Incoming of a phone call after any other event.
Amalfitano et al. carried out an experiment with the objective of examining if, in fact, the event-patterns represent scenarios of a greater chance of context-aware application failures. Thus, they extended the tool AndroidRipper [
43]. The extended AndroidRipper is able to fire context events such as location changes, enabling/disabling of GPS, changes in orientation, acceleration changes, reception of text messages and phone calls, and shooting of photos with the camera. Both versions of AndroidRipper explore the application under test looking for crashes measuring the obtained code coverage and automatically generating Android JUnit test cases that reproduce the explored executions.
The extended AndroidRipper tool generates test cases watching for events that cause a reaction from the application. Once the events that cause a reaction are detected, the technique of Amalfitano et al. generates test cases based on event-patterns identified by the authors. Therefore, the tool does not focus on testing high-level context variations.
By studying the papers of Griebe and Gruhn [
44], Vieira et al. [
37], and Amalfitano et al. [
42], we found two papers related to testing context-aware Android applications: Mirza and Khan [
110] and Luo et al. [
111]. The corresponding tools are presented in the sequel.
ContextDrive
Mirza and Khan [
110] argues that testing context-aware applications is a difficult task due to challenges such as developing test adequacy and coverage criteria, context adaptation, context data generation, designing context-aware test cases, developing test oracle, and devising new testing techniques to test context-aware applications. In response to these challenges, they argue that context adaptation cannot be modeled using a standard notation such as the UML activity diagram. Therefore, Mirza and Khan extended the UML activity diagram, by adding a context-aware activity node, for behavior modeling of context-aware applications.
Mirza and Khan proposed a test automation framework named as ContextDrive. Its proposed model consists of six phases.
1.First phase: An UML activity diagram is used to model the application under test. In this phase, it is proposed a new element for the UML activity diagram for modeling context-aware applications;
2.Second phase: The UML activity diagram is transformed into a testing model;
3.Third phase: The test model is annotated in order to enhance readability and maintainability;
4.Fourth: Abstract test cases are generated;
5.Fifth: Abstract test cases are converted into platform-specific executable test scripts; and
6.Sixth: The test scripts are executed.
Mirza and Khan’s technique is similar to the one implemented in the tool of the “
Custom-built version of the Calabash-Android” section. Therefore, there is also the restriction that the tester has experience in UML activity diagram modeling. In addition, the tool uses static data to execute test cases. Therefore, testing situations that use a lot of sensor data becomes infeasible (i.e., testing a GPS navigator application).
TestAWARE
One of the difficulties in testing context-aware applications is the heterogeneity of context information and the difficulty and/or high cost of reproducing contextual settings. As an example, Luo et al. [
111] present a real-time fall detection application; the application detects when the user drops the mobile phone under different circumstances such as falling out of the pocket or falling out of the hand. The application is programmed to send an email to a caregiver every time a fall event is detected by the phone. For this application, testing new versions of the application is very costly. Thus, Luo et al. [
111] introduce the TestAWARE tool.
TestAWARE is able to download, replay, and emulate contextual data on either physical or emulators devices. In other words, the tool is able to obtain and replay “context” and thus provide a reliable and repeatable setting for testing context-aware applications.
Luo et al. compare their tools with other available tools. In summary, they say TestAWARE aims at a wide variety of mobile context-aware applications and testing scenarios. It is possible because TestAWARE incorporates heterogeneous data (i.e., sensory data, events, and audio), multiple data sources (i.e., online, local, and manipulated data), black-box and white-box testing, functional/non-functional property examination, and the environments of device/emulator.

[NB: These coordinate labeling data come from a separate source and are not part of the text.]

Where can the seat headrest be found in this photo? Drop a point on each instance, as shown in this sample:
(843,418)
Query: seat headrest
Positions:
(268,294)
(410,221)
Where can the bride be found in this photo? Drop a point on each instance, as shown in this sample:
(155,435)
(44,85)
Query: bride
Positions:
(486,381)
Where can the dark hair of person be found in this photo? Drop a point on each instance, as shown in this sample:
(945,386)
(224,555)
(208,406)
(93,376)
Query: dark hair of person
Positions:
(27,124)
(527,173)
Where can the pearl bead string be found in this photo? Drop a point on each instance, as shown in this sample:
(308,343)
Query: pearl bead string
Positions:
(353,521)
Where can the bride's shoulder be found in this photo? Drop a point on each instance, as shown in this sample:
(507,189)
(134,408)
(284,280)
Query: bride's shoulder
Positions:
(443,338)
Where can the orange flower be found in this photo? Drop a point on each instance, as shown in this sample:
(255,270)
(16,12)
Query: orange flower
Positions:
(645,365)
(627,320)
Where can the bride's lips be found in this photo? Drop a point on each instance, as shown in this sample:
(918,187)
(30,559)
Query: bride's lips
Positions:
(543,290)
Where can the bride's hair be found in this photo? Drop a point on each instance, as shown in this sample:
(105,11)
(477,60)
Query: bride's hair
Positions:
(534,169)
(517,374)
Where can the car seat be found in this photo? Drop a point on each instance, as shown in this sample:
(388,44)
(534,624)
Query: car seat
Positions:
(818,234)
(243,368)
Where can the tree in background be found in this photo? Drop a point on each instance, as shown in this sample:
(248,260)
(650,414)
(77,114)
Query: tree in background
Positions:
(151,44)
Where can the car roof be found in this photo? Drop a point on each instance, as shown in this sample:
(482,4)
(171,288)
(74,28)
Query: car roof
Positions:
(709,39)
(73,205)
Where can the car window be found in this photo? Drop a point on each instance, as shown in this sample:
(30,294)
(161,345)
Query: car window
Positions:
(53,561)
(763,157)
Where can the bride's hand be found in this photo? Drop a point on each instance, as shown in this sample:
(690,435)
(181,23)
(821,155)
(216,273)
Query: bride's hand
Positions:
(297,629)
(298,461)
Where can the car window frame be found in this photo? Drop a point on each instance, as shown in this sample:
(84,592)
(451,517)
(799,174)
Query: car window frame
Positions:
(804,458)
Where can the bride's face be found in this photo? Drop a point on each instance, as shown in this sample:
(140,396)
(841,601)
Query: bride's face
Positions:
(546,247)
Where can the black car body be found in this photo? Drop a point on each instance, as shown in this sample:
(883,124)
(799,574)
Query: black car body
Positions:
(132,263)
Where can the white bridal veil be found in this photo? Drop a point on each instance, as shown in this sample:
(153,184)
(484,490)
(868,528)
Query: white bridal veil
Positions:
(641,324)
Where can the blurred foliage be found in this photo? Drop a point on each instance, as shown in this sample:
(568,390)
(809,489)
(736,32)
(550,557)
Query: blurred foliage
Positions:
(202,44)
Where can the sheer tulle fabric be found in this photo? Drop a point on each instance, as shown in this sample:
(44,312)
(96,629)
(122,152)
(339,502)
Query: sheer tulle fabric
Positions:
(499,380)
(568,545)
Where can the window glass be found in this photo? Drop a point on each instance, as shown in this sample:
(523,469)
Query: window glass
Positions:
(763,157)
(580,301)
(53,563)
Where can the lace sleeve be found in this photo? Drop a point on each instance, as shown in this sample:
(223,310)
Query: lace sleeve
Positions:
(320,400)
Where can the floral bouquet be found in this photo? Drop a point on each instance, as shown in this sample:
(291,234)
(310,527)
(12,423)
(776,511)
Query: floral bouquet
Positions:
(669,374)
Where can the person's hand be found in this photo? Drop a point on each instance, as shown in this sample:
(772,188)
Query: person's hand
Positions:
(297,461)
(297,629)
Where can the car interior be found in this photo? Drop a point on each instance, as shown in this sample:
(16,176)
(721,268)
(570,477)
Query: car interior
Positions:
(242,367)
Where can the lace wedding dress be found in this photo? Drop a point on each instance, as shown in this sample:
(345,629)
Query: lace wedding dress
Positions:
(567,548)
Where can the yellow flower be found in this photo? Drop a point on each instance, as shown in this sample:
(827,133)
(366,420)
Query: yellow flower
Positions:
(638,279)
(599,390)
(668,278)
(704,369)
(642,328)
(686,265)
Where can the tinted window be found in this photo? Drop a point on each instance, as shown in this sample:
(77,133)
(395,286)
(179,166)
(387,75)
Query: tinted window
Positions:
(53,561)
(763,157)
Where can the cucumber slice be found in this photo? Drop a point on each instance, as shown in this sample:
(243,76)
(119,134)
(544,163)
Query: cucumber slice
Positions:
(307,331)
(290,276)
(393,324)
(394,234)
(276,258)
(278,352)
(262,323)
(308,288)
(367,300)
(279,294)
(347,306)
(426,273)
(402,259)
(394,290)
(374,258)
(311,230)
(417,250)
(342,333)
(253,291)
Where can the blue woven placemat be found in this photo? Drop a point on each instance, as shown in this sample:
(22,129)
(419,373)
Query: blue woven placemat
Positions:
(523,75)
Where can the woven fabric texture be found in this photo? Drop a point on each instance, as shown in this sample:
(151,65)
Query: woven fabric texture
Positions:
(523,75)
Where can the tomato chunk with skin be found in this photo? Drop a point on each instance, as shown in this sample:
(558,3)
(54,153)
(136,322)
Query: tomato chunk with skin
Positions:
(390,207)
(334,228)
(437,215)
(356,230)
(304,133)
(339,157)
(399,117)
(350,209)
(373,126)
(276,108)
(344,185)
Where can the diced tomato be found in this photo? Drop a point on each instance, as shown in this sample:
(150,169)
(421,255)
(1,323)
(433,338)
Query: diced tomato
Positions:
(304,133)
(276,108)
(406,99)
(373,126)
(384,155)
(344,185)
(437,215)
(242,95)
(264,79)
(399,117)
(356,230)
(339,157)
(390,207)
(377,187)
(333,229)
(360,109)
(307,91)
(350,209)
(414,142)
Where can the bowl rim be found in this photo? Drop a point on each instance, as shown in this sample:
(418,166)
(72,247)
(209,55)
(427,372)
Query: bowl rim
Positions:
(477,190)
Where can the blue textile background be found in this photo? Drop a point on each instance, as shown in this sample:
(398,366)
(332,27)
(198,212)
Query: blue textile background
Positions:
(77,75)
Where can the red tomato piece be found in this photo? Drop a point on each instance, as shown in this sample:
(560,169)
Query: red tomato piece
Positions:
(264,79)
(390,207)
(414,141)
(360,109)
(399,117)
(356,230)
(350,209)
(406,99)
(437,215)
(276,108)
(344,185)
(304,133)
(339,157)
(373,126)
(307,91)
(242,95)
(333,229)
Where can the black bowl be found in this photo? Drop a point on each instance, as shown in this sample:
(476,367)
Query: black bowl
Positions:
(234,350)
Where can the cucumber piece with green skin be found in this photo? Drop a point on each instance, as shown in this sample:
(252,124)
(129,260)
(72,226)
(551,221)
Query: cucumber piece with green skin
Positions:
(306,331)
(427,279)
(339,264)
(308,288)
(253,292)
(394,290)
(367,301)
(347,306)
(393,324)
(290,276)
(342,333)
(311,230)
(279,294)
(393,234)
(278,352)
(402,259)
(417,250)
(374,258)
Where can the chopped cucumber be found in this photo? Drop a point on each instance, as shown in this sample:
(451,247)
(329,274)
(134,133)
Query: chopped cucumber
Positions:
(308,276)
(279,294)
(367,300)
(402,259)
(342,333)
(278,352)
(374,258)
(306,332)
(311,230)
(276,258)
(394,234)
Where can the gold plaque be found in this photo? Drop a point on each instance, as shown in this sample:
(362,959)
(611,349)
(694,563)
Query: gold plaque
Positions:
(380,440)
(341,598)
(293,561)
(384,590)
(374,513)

A limitation of the tool is that it is not possible to create test cases without executing each test case at least once in a real device in the real scenario. That is because it is a record and replay tool, it is first necessary to record the test cases and, therefore, it is necessary to submit the AUT on a real device under each of the conditions to be tested.
Among the found studies, Moran et al. [
18,
52], Qin et al. [
75], Yongjian and Iulian [
71], Gomez et al. [
81], and Farto et al. [
83] present tools that were not intended for context-aware application testing. However, they support the testing of context-aware features.
CrashScope
Moran et al. [
18,
52] argue that one of the most difficult and important maintenance tasks is the creation and resolution of bug reports. For this reason, they introduced the CrashScope tool. The tool is capable of generating augmented crash reports with screenshots, crash reproduction steps, and captured exception stack trace, along with a script to reproduce the crash on a target device. In order to do so, CrashScope explores the application under test by performing input generation by static and dynamic analyses which include automatic text generation capabilities based on context information such as device orientation, wireless interfaces, and sensors data.
The CrashScope GUI ripping engine systematically executes the application under test using various strategies. Then, the tool first checks for contextual features that should be tested according to the exploration strategy. So, the GUI ripping engine checks if the current activity is suitable for exercising a particular contextual feature in adverse conditions. The testing of contextual features in adverse conditions consists in setting unexpected values to the sensors (GPS, accelerometer, etc.) that would not typically be possible under normal conditions. For instance, to test the GPS in an adverse contextual condition, CrashScope sets the value to coordinates that do not represent physical GPS coordinates. In other words, for each running Activity, CrashScope checks what are the possible contextual features, checks if contextual features should be enabled / disabled, and sets feature values. CrashScope attempts to produce crashes by disabling and enabling sensors as well as sending unexpected (e.g., highly unfeasible) values. Because of that, there are scenarios that cannot be tested in CrashScope (i.e., testing if the application crashes if the user leaves a pre-established route).
MobiPlay
Accordingly to Qin et. al. [
75], MobiPlay is the first record and replay tool that is able to capture all possible inputs at the application layer, that is, MobiPlay is the first tool capable of recording and replaying, at the application layer, all the interactions between the Android app and both the user and the environment the mobile phone is inserted into.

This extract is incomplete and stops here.